0

In the past I made a backup of a partially full partition with dd if=/dev/sda1 | gzip -5 > file.gz. Some time later, when a free space on partition was smaller I made an image file again with the same command and the output file is a little smaller.

In both cases I used the same version of dd and gzip, the same parameters, the same hardware, the same partition and I got the same (except time and speed) output from dd about amount of records in/out and copied bytes.

What would caused that and how can it be explained? How to check which image file is invalid assuming that the one of them is? What is more probable: HDD corruption which caused undetected loss of data or that a difference is related to some issues with compression?

2 Answers2

1

It's the nature of compression. How effective it is depends on the input data. Since you compressed different data each time, you end up with different compressed sizes, even though the uncompressed size is the same.

psusi
  • 8,122
0

You seem to think that free space compresses better. There is no such rule.
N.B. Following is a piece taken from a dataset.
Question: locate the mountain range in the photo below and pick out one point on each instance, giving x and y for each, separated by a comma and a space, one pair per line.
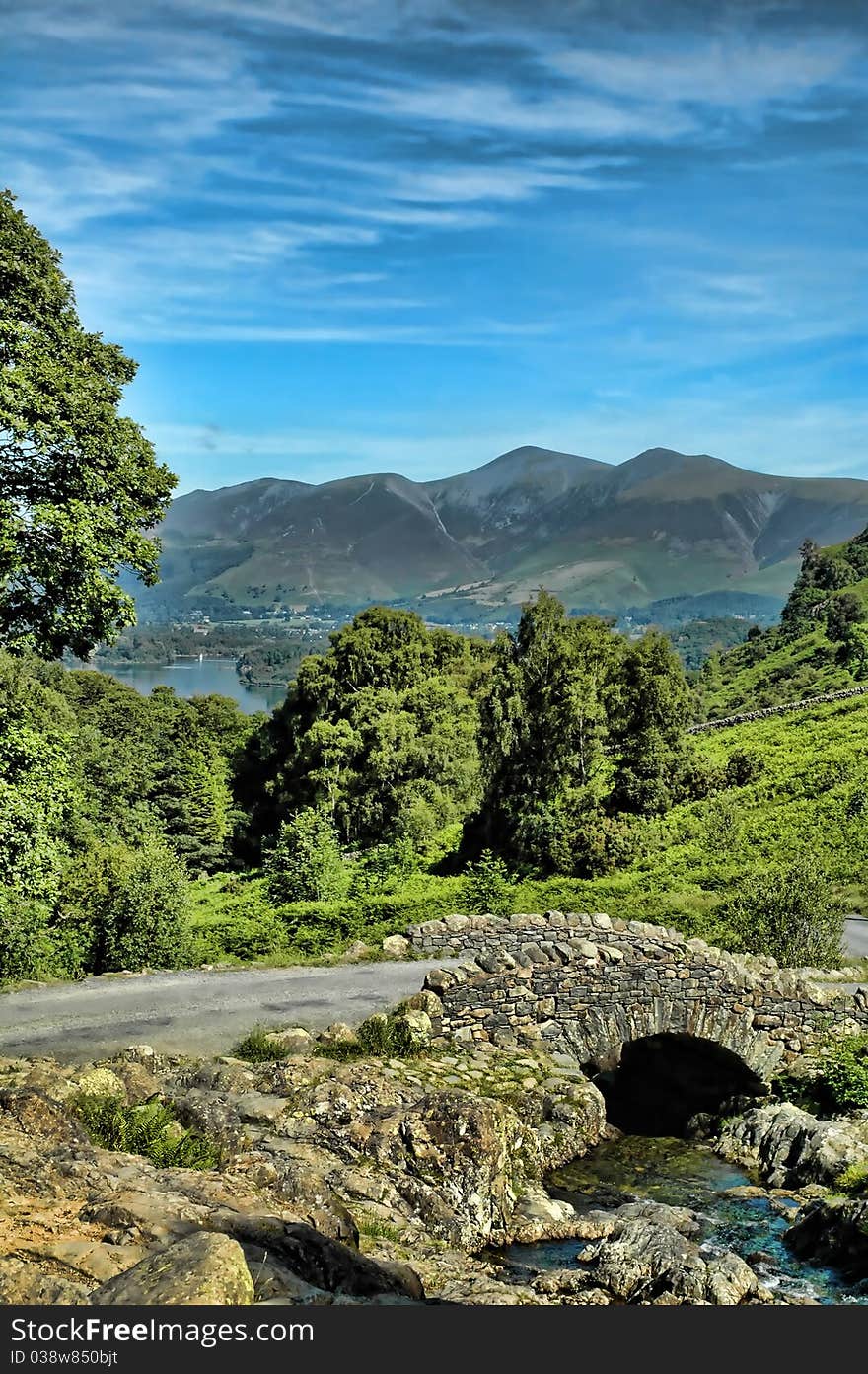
599, 535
Common filesystems only mark free space as free, they don't overwrite it with zeros or whatever. The old data is still there until overwritten with something new. (Side note: this is why it's sometimes possible to recover deleted files).

dd reads everything, it knows nothing about filesystems or what they consider free space; then gzip compresses everything, including the old data in "free space" which may compress well or poorly. In this context there is no free space; there's only some data stream to process.
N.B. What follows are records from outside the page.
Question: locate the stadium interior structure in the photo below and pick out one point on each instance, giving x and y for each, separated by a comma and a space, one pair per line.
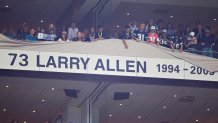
54, 97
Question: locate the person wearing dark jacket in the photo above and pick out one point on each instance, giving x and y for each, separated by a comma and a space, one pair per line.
206, 43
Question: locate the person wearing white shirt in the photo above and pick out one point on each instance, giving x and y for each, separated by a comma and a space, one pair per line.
72, 31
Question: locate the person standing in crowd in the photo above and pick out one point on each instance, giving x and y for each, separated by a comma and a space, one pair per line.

It may be some new "highly-compressible" files replaced old "poorly-compressible" data marked as free space. If so, the new archive will be smaller than the old one, despite the fact it contains more data that you consider useful, actual or existing. This may be the main cause of what you experienced.

Please see Clone only space in use from hard disk, and my answer there. The "preparation" step overwrites empty space with zeros, so it compresses extremely well. If you did this before each backup, the sizes of the resulting archives would probably agree with your intuition.

"Probably", because the other answer to your question is right in general: it all depends on the input data. Even after zeroing the free space, a filesystem that is 60% full may compress to a smaller archive than an equally big filesystem that is 50% full, if the files within are different.